CutMix shares similarity with Mixup which mixes two samples by interpolating both the image and labels. While certainly improving classification performance, Mixup samples tend to be unnatural (See the mixed image in Table 1). CutMix overcomes the problem by replacing the image region with a patch from another training image.

Table 1 gives an overview of Mixup , Cutout , and CutMix on image classification, weakly supervised localization, and transfer learning to object detection methods. Although Mixup and Cutout enhance ImageNet classification, they decrease the ImageNet localization or object detection performances. On the other hand, CutMix consistently achieves significant enhancements across three tasks.

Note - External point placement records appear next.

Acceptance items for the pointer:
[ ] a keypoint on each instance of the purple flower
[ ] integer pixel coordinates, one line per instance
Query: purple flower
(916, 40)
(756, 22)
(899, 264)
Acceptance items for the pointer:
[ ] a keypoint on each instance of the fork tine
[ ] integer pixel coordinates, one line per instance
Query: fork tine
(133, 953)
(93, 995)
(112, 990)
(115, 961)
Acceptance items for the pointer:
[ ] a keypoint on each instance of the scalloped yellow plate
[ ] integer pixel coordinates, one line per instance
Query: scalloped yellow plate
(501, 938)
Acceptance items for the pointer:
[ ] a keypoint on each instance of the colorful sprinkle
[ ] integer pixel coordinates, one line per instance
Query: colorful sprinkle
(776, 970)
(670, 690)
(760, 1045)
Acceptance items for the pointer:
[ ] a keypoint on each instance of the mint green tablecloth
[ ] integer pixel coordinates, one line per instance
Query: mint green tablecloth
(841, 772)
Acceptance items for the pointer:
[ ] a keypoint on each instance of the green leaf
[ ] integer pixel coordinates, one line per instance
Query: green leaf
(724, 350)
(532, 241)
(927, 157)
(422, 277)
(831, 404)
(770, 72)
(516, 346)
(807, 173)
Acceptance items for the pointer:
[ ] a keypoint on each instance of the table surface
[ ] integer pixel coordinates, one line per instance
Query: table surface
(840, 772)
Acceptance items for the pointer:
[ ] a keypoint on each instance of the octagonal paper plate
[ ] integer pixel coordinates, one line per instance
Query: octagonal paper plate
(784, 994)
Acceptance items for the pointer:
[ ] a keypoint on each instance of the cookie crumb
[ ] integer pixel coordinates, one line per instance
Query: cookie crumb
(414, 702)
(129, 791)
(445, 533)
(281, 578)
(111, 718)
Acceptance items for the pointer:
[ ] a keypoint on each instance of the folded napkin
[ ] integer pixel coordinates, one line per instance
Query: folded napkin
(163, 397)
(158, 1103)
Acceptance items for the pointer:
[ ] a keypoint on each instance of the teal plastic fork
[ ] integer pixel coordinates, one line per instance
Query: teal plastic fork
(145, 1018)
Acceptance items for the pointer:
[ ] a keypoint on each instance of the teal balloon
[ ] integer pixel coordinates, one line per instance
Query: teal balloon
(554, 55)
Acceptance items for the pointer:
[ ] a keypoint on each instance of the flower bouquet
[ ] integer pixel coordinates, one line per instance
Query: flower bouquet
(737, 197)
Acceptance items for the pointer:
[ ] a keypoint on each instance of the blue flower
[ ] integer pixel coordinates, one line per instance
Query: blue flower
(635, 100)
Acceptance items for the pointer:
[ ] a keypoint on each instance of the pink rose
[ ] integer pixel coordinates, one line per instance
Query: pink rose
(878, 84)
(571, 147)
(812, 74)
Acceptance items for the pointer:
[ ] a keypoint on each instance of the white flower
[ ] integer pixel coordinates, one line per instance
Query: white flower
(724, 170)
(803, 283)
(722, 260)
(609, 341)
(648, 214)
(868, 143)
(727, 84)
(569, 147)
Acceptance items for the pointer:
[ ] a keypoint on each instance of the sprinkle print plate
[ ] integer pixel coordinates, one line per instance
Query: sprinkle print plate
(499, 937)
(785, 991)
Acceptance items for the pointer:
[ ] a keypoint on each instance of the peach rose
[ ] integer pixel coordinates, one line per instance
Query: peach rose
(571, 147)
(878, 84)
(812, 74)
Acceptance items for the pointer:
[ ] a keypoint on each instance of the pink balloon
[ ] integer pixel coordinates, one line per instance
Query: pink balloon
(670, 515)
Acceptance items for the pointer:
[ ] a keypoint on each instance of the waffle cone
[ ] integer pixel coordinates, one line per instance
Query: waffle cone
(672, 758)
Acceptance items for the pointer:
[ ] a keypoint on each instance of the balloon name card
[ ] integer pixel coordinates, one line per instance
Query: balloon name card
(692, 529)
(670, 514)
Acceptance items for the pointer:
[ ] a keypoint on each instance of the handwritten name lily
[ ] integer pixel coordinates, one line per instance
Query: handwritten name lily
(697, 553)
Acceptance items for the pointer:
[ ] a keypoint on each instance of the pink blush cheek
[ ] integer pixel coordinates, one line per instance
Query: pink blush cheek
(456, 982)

We present extensive evaluations of CutMix on various CNN architectures, datasets, and tasks. Summarizing the key results, CutMix has significantly improved the accuracy of a baseline classifier on CIFAR-100 and has obtained the state-of-the-art top-1 error $14.47\%$ . On ImageNet , applying CutMix to ResNet-50 and ResNet-101 has improved the classification accuracy by $+2.28\%$ and $+1.70\%$ , respectively. On the localization front, CutMix improves the performance of the weakly-supervised object localization (WSOL) task on CUB200-2011 and ImageNet by $+5.4\%$ and $+0.9\%$ , respectively. The superior localization capability is further evidenced by fine-tuning a detector and an image caption generator on CutMix-ImageNet-pretrained models; the CutMix pretraining has improved the overall detection performances on Pascal VOC by $+1$ mAP and image captioning performance on MS-COCO by $+2$ BLEU scores. CutMix also enhances the model robustness and alleviates the over-confidence issue of deep networks.

Related Works

Regional dropout: Methods removing random regions in images have been proposed to enhance the generalization performance of CNNs. Object localization methods also utilize the regional dropout techniques for improving the localization ability of CNNs. CutMix is similar to those methods, while the critical difference is that the removed regions are filled with patches from another training images. DropBlock has generalized the regional dropout to the feature space and have shown enhanced generalizability as well. CutMix can also be performed on the feature space, as we will see in the experiments.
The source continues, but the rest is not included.